Source: Britannica.com
This line of investigation brought me to something equally amazing. Another stunning miracle, born of prayer, with very good evidence.
In Roman Catholic tradition, in order to be classed a Saint (canonised) there needs to be two miracles attributed to you after your death, both subject to a high standard of proof. I think these are not publicised nearly enough, with brief summaries at the Dicastery for the Causes of Saints (here). I think much more could be made of this. All these miracles are miracles; some are spectacular. I went to Saumur in 2023, the town where Saint Charles spent much of his life, and met the caretaker Sabrina of the Chapel where he prayed and where the second miracle occurred, and she spoke vividly of the miracle and of his canonisation process with which she assisted, and she took a group of children to Rome to take part in the event.

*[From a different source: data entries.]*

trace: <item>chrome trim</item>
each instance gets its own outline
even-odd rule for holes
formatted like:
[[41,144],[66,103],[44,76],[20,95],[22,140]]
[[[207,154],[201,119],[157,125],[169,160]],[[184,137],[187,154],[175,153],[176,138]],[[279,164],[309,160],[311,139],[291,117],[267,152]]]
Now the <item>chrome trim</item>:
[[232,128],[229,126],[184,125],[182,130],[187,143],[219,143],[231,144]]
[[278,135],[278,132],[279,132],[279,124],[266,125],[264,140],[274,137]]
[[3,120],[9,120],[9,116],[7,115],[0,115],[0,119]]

She also said my French was 'très mal', whatever that means. I told her about the prayer of Saint Charles in the Falkland Conflict; she had not heard of it, and was delighted. The best reports of his second official miracle are in French, such as here.

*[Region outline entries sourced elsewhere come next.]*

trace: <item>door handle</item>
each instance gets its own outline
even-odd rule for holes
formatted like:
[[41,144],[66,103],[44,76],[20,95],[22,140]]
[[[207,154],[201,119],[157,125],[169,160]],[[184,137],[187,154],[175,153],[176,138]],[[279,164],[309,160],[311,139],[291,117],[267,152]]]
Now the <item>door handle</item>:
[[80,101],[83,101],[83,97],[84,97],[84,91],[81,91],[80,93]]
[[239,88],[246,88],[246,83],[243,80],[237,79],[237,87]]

Saint Charles’ first miracle was attributed to the healing of bone cancer in a woman in 1984 who prayed to him, with good evidence of medically inexplicable total remission. Other necessary preconditions for canonisation were met in the 90s and 00s. His home parish of Saumur was very keen that he be made a saint, and when the 99th anniversary of his death came in 2015, they started a prayer campaign by praying, and advertising for prayers, every day for the 365 days up to the 100th anniversary, with a special novena in the 9 days leading to the anniversary. Praying brings results.

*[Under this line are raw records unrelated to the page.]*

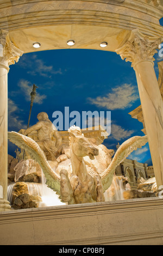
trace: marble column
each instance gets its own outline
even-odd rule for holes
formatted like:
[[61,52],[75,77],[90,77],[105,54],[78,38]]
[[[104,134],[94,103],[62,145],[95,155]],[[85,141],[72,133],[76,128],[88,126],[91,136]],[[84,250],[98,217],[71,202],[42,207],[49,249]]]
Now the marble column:
[[8,186],[8,73],[9,65],[17,62],[22,52],[10,41],[8,32],[0,31],[0,211],[11,207],[7,200]]
[[163,38],[149,37],[138,29],[117,50],[135,71],[145,124],[158,187],[163,185],[163,102],[153,56]]

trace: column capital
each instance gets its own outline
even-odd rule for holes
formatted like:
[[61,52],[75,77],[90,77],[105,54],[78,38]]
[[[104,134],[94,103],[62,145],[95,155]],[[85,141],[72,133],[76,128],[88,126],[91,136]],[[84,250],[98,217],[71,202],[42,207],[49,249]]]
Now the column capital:
[[9,70],[10,65],[18,62],[23,52],[10,41],[8,31],[0,30],[0,65]]
[[[123,60],[131,62],[131,66],[141,62],[149,61],[153,63],[153,57],[158,52],[156,49],[163,41],[163,37],[148,36],[140,31],[134,29],[126,42],[116,50]],[[154,63],[153,63],[154,64]]]

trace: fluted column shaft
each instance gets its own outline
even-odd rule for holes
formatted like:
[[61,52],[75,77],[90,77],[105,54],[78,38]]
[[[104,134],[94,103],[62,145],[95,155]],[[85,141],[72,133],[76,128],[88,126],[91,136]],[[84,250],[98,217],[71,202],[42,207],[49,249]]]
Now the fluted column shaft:
[[154,54],[161,38],[147,37],[133,31],[117,53],[132,63],[139,92],[157,186],[163,185],[163,102],[154,69]]
[[8,73],[9,66],[18,61],[22,52],[0,31],[0,211],[11,209],[7,200],[8,186]]

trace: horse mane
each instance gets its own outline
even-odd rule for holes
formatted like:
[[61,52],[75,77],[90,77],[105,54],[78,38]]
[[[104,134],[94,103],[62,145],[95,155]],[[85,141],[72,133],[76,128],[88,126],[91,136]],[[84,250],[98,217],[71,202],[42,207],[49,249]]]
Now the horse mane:
[[74,141],[74,136],[71,136],[71,135],[74,135],[75,136],[81,136],[82,135],[80,128],[78,126],[71,126],[68,130],[68,132],[70,133],[70,136],[69,136],[69,145],[71,147],[72,143]]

On the day before his 100th anniversary, there were repairs being undertaken in the roof of the chapel at Saumur that Charles attended. A young carpenter named Charle, age 21, bearing a strong resemblance to Charles, was working in the space above the vaulted roof. Charles de Foucauld was 21 when he left Saumur. At 4.30pm as Vespers began, Charle took a wrong step in the vaulted roof and fell through it down to the hard floor 15m (45 feet) below. He says that the fall took a long time and as he fell, his thought was to ‘abandon himself’. Such a fall is almost certainly fatal at a speed of 60-70 km/h on impact and would cause broken bones and burst organs. He fell onto the 60cm long arm of an upturned church pew, and the arm impaled itself through his abdomen below the heart, sticking out of both sides of his body. Not only did he survive, but he did not even lose consciousness, and he stood up immediately. He knew he needed help, but to go out of the front of the church would risk alarming the children outside, so he went the long way through the back and found people to call an ambulance. The ambulance was going to take too long, so they called a helicopter as well. When it arrived, Charle could not fit into the helicopter because of the piece of wood sticking out of him, so he had to wait for the ambulance, taking a further 55 minutes to get to the hospital in Angers. In hospital, the wood was removed in surgery, and no bleeding was observed. Only one bone was broken, a rib. Eight days later he was out of the hospital and soon back to work.

Carpenter Charle who walked away from a 15m fall with a stake through his chest
Source: La Croix
Watch Charle speak about it here. There's just one thing - it happened the day before his anniversary; but wait, it happened at the start of Vespers, so according to the calendar of the church, it was indeed the very start of the day of the 100th anniversary. Could it be any clearer? We are all given the space to write it off to chance, or confirmation bias, or pious exaggeration, if you are determined not to believe. But God doesn't make it too hard for us, does He?